İşte bu Yalova'daki terör saldırısı için mesela; onlardan biri ölmemiş olsaydı örneğin, onlar için ya da geçmişteki terör saldırıları için mutlaka bu idam cezasının geri getirilmesi lazım. Onun öncesinde tahliyesiz müebbet de getirilebilir. Ama şimdi müebbet hapis dediğinizde bu 20-25 yılda çıkıyor. İşte en son çıkanları gördük; çıkar çıkmaz geldi karısını öldürdü. Dolayısıyla da bu tür infaz yasalarında da çok titiz davranmak gerekiyor. Elbette bu tür düzenlemeler olabilir ama geneli kapsamamalı. Bir suç çeşitleri belirleniyor, orada bile tüm mahkûmları kapsamamalı. Mahkûmun işlediği suç, işleyiş biçimi ve mevcut psikolojik hâli değerlendirilerek bu infazların ve tahliyelerin gerçekleştirilmesi lazım. Diyelim A şahsı da bir suçtan girmiş, aynı suçtan B şahsı da girmiş. O suçla ilgili bir infaz geldiğinde hepsi çıkıyor. Öyle olmamalı. Durumuna bakılmalı; cezaevinin raporu alınmalı, doktorun raporu alınmalı, psikoloğun raporu alınmalı ve buna göre tahliyesine müsaade edilmelidir. Ama ne oluyor şimdi bizde?

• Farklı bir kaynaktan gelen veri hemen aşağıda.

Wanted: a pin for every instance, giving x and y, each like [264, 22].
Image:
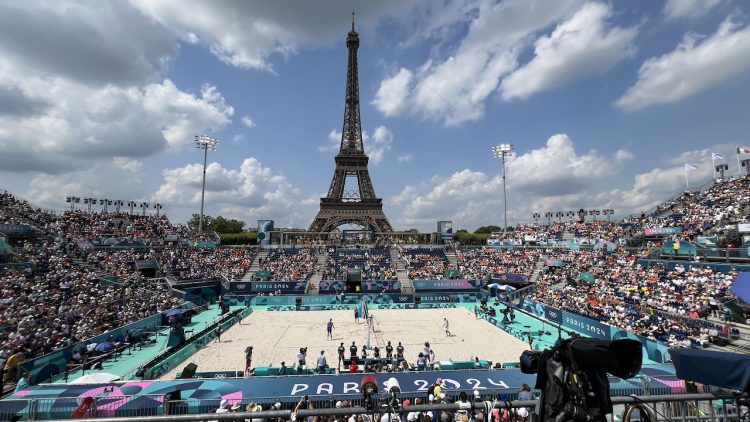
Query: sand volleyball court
[278, 336]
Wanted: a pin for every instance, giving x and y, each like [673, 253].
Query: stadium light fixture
[501, 151]
[89, 202]
[205, 143]
[746, 164]
[72, 200]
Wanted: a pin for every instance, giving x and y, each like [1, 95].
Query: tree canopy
[218, 224]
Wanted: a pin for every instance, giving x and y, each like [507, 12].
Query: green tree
[219, 224]
[226, 225]
[487, 229]
[194, 221]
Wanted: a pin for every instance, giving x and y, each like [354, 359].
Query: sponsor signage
[585, 325]
[512, 278]
[553, 262]
[141, 394]
[436, 298]
[553, 314]
[657, 231]
[246, 288]
[442, 285]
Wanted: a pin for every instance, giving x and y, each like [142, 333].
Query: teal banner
[446, 285]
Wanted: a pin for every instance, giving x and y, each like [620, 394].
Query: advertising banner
[318, 387]
[378, 286]
[443, 285]
[585, 325]
[253, 287]
[553, 262]
[435, 297]
[331, 286]
[512, 278]
[657, 231]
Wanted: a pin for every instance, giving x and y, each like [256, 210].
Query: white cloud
[247, 193]
[582, 45]
[552, 177]
[697, 64]
[676, 9]
[248, 34]
[454, 89]
[80, 124]
[248, 121]
[391, 96]
[133, 166]
[405, 158]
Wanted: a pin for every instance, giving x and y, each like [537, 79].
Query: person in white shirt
[223, 408]
[322, 364]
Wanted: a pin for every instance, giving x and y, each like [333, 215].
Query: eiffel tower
[357, 206]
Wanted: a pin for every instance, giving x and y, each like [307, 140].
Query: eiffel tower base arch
[368, 215]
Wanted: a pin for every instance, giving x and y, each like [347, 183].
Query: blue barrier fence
[654, 350]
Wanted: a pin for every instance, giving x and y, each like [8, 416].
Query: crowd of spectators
[374, 263]
[56, 302]
[290, 264]
[698, 212]
[651, 301]
[425, 263]
[194, 264]
[481, 263]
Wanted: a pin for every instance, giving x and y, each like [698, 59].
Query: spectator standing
[329, 329]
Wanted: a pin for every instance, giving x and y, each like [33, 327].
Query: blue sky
[604, 102]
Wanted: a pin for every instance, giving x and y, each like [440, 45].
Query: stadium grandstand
[135, 296]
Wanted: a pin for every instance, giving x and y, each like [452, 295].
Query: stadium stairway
[400, 266]
[255, 265]
[537, 270]
[452, 258]
[313, 286]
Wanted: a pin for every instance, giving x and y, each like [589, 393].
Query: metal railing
[686, 407]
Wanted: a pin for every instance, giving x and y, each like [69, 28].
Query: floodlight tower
[501, 151]
[205, 143]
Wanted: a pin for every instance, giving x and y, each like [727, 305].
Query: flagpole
[739, 171]
[713, 166]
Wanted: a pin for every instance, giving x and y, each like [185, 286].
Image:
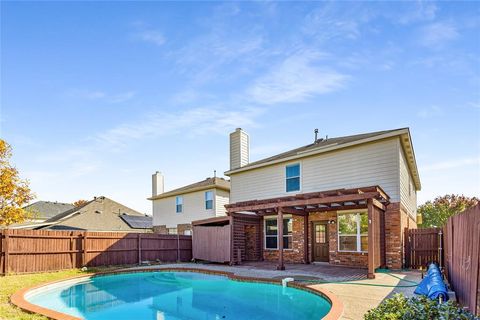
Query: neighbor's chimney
[239, 149]
[157, 183]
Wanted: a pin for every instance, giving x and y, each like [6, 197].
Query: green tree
[436, 213]
[14, 192]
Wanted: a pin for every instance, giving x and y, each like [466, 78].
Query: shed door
[320, 241]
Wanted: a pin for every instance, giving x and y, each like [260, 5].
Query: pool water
[178, 295]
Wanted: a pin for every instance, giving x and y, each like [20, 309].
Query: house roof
[138, 222]
[68, 212]
[209, 183]
[330, 144]
[47, 209]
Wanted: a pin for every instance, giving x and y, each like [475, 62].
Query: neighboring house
[344, 200]
[43, 210]
[99, 214]
[174, 211]
[40, 211]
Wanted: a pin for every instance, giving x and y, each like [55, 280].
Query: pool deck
[358, 296]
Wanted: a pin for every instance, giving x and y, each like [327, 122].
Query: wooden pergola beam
[294, 211]
[305, 202]
[280, 265]
[371, 239]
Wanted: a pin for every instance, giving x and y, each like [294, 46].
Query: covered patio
[247, 239]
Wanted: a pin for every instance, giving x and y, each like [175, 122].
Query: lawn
[12, 283]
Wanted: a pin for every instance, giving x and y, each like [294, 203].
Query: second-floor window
[209, 200]
[292, 175]
[271, 233]
[179, 204]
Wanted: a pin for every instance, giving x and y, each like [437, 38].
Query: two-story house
[174, 211]
[343, 200]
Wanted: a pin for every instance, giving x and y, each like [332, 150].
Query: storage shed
[230, 239]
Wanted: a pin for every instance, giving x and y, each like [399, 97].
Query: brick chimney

Topla bütün hangi suçlarla ilgili düzenleme gelmişse... Dün benim yanıma eski arkadaşlarımızdan birisi geldi. Sırf imzaya yarım saat geç gittiği için 20 ay yatıyor, 20 ay. Sırf bir imzaya yarım saat geç gitti diye... Bunu yirmi ay yatırıyorsunuz, infazını yakıyorsunuz; yarım saat geç gitti diye. Öbür tarafta on binlercesini salıyorsunuz. Dolayısıyla bu mahkûmların durumu tek tek değerlendirilerek bu tahliyelere karar verilmesi gerekiyor. Yoksa işte bu tür cinayetleri, çıkar çıkmaz işlenen suçları her infaz düzenlemesi ve her tahliye süreçleri sonrası görüyoruz.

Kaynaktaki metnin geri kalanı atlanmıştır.